I'm trying to solve:
$\hspace{40mm}$ $\lim_{n\to\infty}$ $(\frac{\sqrt{n^4-2n^3} - n^2}{10n+2})^2$
This is what I did to try to solve it, but my answer doesn't match the possible answers so I know it's wrong.

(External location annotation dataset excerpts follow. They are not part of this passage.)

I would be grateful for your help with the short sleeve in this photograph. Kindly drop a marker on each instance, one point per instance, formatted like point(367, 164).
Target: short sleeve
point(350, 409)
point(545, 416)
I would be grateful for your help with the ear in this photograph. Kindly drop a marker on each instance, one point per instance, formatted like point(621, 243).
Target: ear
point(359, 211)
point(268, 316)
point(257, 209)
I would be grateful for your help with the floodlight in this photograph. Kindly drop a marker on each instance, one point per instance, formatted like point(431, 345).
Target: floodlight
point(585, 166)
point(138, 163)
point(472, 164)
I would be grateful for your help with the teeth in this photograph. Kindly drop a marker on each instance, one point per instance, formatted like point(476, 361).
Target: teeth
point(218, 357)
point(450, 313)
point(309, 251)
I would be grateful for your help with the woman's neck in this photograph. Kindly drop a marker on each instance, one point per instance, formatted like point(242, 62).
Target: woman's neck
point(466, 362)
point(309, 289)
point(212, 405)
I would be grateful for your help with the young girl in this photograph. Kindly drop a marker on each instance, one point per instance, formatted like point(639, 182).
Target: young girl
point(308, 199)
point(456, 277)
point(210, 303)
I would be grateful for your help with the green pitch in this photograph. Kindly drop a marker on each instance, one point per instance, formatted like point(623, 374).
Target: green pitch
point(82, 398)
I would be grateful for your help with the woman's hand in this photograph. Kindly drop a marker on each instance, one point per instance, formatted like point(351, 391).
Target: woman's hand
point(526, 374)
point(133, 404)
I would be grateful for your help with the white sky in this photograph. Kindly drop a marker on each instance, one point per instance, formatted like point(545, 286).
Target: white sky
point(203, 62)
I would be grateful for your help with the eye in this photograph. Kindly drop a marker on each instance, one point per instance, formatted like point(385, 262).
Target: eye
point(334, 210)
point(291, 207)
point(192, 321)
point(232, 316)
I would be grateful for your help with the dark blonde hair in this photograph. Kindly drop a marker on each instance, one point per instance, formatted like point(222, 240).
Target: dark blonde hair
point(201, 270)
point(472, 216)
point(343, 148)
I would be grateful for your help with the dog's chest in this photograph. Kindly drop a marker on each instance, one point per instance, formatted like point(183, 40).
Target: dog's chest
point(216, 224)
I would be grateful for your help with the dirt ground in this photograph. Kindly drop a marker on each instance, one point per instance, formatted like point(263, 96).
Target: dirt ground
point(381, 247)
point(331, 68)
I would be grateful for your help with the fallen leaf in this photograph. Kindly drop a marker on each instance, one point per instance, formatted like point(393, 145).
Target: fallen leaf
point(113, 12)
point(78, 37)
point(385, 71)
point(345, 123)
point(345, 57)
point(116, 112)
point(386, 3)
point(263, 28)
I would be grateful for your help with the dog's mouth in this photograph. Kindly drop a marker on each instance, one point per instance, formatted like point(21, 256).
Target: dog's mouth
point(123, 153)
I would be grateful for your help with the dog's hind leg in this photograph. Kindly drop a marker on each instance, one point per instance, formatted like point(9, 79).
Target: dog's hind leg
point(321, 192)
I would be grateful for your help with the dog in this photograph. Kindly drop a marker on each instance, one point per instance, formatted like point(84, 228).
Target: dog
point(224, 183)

$\lim_{n\to\infty}$ $(\frac{\sqrt{n^4-2n^3} - n^2}{10n+2})^2$
- Highest power of denominator is n, so pull out $n^2$ from the square root to give an n
$\lim_{n\to\infty}$ $(\frac{n(\sqrt{n^2-2n} )- n^2}{10n+2})^2$
- Factor out n from numerator and denominator
$\lim_{n\to\infty}$ $(\frac{n((\sqrt{n^2-2n})- n)}{n(10+\frac{2}{n})})^2$
- Cancel n from numerator and denominator
$\lim_{n\to\infty}$ $(\frac{\sqrt{n^2-2n} - n}{10+\frac{2}{n}})^2$
- Take $n^2$ out from the square root
$\lim_{n\to\infty}$ $(\frac{n\sqrt{1-\frac{2}{n}} - n}{10+\frac{2}{n}})^2$
- Factor out n from numerator
$\lim_{n\to\infty}$ $(\frac{n((\sqrt{1-\frac{2}{n}}) - 1)}{10+\frac{2}{n}})^2$
At this point I would take the limit to be 0, but the possible answers are 0.05, 0.01, 0.001, or 0.1. Where did I go wrong?